Some weeks ago I expressed my opinion on how a user-pay basis is reasonable basis for infrastructural investments such as toll bridges. The same ideology does not apply to transit.

Transit benefits all people – even non-users – by being there, and it benefits everyone even more so when the service provided is competitive and usable.

If transit were not subsidized with taxes, TransLink would have to cut a huge amount of its services.

Think of the consequences. Many people would lose their only option and would lose jobs or be forced to switch to automobile commute, dealing with increased living costs and increased congestion throughout the region.

Most especially, think of the constraints that students and other people who do not have regular access to a vehicle will face as a result of a removal of competitive mobility options.
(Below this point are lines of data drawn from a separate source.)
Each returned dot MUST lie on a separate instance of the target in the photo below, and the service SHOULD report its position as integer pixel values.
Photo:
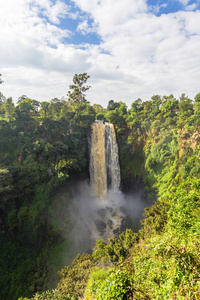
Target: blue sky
(131, 49)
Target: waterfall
(104, 161)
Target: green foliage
(79, 88)
(44, 146)
(116, 285)
(117, 249)
(74, 278)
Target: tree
(9, 108)
(79, 88)
(1, 81)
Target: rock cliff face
(186, 138)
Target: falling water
(104, 162)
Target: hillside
(44, 151)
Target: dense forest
(44, 149)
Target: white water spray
(104, 160)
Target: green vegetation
(44, 149)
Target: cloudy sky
(130, 48)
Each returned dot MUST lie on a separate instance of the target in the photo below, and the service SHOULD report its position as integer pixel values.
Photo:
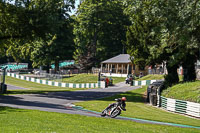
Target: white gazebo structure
(118, 66)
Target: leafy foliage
(31, 26)
(99, 31)
(164, 31)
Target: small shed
(120, 66)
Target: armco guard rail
(100, 84)
(179, 106)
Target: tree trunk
(189, 69)
(48, 66)
(56, 65)
(172, 76)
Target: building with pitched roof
(120, 66)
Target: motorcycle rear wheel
(115, 113)
(103, 113)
How would your kids be able to get around unless you drive them at your own expense?

Almost every city in the world is subsidizing transit with taxes. Saying that people who do not use transit should not paying for it is not far from saying that other essential public services which include education, health care, crime control, fire protection and waste removal should also not be subsidized.
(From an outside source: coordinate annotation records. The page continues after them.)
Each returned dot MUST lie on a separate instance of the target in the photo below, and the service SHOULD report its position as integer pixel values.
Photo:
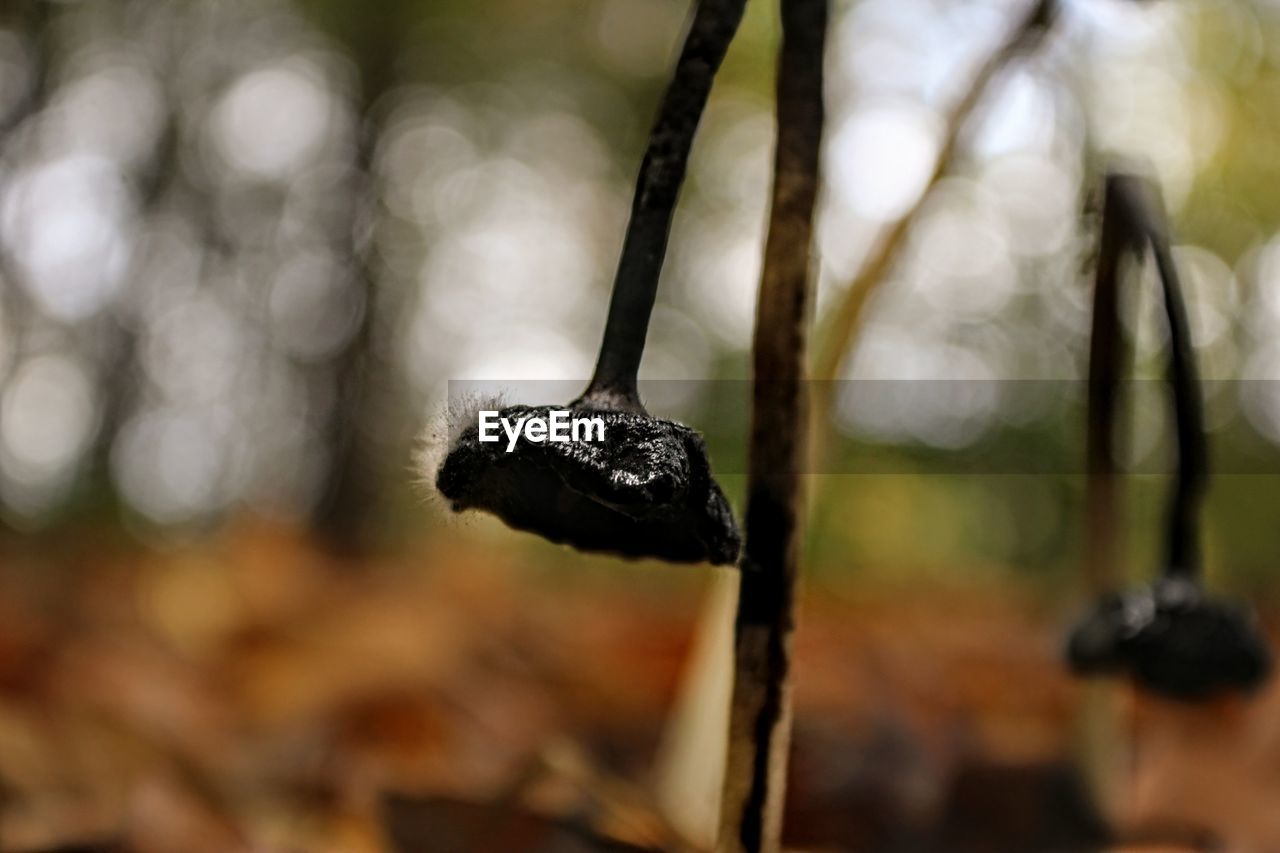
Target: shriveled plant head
(645, 489)
(1170, 637)
(1173, 641)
There are people actually using our usable and competitive transit system; so many that at the moment, more than 60 per cent of TransLink’s annual operations and maintenance costs for the transit system are paid for by fares or advertising revenue. This rate puts TransLink among the highest in North America.

Only 40 per cent of those costs are coming from taxes. At the same time, TransLink’s system is also much more affordable to ride than systems in other Canadian cities of similar size and nature such as Toronto and Montreal.


Daryl Dela Cruz


Regarding Frank Bucholtz’s column in the April 19 edition titled, “Transit Snub: Plan an exit from TransLink.”
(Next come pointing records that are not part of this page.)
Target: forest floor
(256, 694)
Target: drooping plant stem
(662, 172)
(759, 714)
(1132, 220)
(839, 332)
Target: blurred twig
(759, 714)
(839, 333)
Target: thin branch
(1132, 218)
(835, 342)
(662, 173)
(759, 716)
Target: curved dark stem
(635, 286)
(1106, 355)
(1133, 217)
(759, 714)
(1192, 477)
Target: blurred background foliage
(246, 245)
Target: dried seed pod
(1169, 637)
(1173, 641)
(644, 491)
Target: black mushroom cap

Mr. Bucholtz writes, “It’s time that the South Fraser MPs, MLAs and mayors rise to protest the complete snubbing of this community”... and  “It’s simply wrong that the mayors of Burnaby, New Westminster and Vancouver... can so capriciously cut off a service here that many were planning to use.”

It might serve Mr. Bucholtz well to find out how Dianne Watts voted on this issue (vote cast by proxy Marvin Hunt). Surrey’s mayor’s vote was also to cancel the proposed property tax funding to TransLink and so she is equally guilty in capriciously cutting off service to her own constituents.